Lack Of Social Safety Net Tying Many Musicians To Day Jobs
"I fantasize sometimes that my musical career would hit gold and help us escape these grim realities, but it's not something I really expect to happen."
There are few issues in the current political climate more fraught with contention than whether or not the U.S. government will take a more active role in securing health insurance for the population. President Obama's signature legislation is currently 2-2 in the legal system, and a Supreme Court decision on the constitutionality of the law will almost certainly be the final say on the matter.
Many Republicans in the House of Representatives have vowed to gut funding from the law's initiatives, and thus the debate and effect of government health-care reform will be going on for the foreseeable future.
Rocks Off has a theory, namely that fear of being without health insurance may be crippling the career of the next generation of rock stars. Even with health insurance, the price of care can be astronomical. $500 for an MRI, even on a good plan, is not something the average punk rocker can afford, not to mention the long-term care required by cancer, multiple sclerosis, HIV or other chronic conditions.

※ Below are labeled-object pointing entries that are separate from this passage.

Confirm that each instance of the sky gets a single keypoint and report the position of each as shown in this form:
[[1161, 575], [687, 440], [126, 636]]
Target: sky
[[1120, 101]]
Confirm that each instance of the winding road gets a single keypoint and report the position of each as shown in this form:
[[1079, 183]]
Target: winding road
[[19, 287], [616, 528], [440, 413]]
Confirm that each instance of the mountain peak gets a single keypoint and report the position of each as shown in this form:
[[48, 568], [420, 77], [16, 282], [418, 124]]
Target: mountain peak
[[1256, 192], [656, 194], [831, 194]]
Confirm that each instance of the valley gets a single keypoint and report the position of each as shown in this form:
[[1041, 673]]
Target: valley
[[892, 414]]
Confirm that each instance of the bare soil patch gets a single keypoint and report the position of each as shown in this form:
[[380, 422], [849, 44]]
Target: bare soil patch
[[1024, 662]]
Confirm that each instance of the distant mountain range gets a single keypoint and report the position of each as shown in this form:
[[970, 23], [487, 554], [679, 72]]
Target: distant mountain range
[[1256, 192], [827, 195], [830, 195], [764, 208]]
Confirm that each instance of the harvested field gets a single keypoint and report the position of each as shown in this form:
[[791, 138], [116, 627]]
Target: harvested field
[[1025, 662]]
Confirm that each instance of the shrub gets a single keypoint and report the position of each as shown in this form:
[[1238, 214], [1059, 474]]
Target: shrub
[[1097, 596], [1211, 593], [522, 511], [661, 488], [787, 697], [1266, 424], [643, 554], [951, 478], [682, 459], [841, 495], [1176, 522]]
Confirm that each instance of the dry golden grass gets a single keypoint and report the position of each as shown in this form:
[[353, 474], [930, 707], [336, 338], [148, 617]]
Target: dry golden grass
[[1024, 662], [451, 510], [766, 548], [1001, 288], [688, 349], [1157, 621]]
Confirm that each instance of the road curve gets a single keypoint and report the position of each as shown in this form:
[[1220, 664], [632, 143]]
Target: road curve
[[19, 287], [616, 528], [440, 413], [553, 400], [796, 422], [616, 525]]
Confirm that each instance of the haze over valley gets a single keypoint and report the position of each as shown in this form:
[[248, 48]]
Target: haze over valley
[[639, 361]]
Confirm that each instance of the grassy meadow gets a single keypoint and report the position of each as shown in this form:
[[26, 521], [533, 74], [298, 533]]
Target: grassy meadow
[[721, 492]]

Consider the career of Shudder to Think, a band that might well have been as one of the most iconic acts of the '90s had not Hodgkin's Lymphoma struck singer Craig Wedren. Wedren conquered the disease after several years and remains in remission to this day, but Shudder's label, Epic, offered little to no help and the career of a band that Jeff Buckley and Pearl Jam cited as a major influence stalled.
Would access to better care through good insurance have allowed the band to continue its momentum? It's impossible to know.
It's undeniable that Houston is poised to begin launching some musicians into serious contention for stardom, but how many of them are being held back by an inability to leave day jobs providing health benefits?
"I can tell you for a fact that it keeps musicians locked in a day job," says Lee Alexander. "After college, when I moved back to Houston I worked with a guitarist from Scotland. He actually worked as a full-time musician for 6-8 years prior to getting a regular job here in the States.
Lee Alexander: "We give our prisoners free healthcare, but our artists are left to rot."
"He talked about how easy it was to make a healthy living solely as a musician in Aberdeen, but that socialized health care is what gave him the freedom to do that. Musicianship is after all, temporary verbal contract labor - no health benefits offered there no matter where you live. I listened with a great deal of envy back then and kept my day job because precisely because I was worried about the 'what if' when it came to health.
"There are chances I never took, opportunities I missed out on as a musician back then because of that dilemma."
To support his family, Alexander works for the Katy school district during the day, and pursues his music at night and on the weekends. He sees the lack of aid available to musicians and other artists as a sign of the nation's chronic underappreciation of the arts, something he's almost certainly going to see firsthand as the Texas school system braces for massive spending cuts in the wake of a multi-billion dollar budget shortfall.
"We give our prisoners free healthcare, but our artists are left to rot," says Alexander. "What kind of sense does that make?"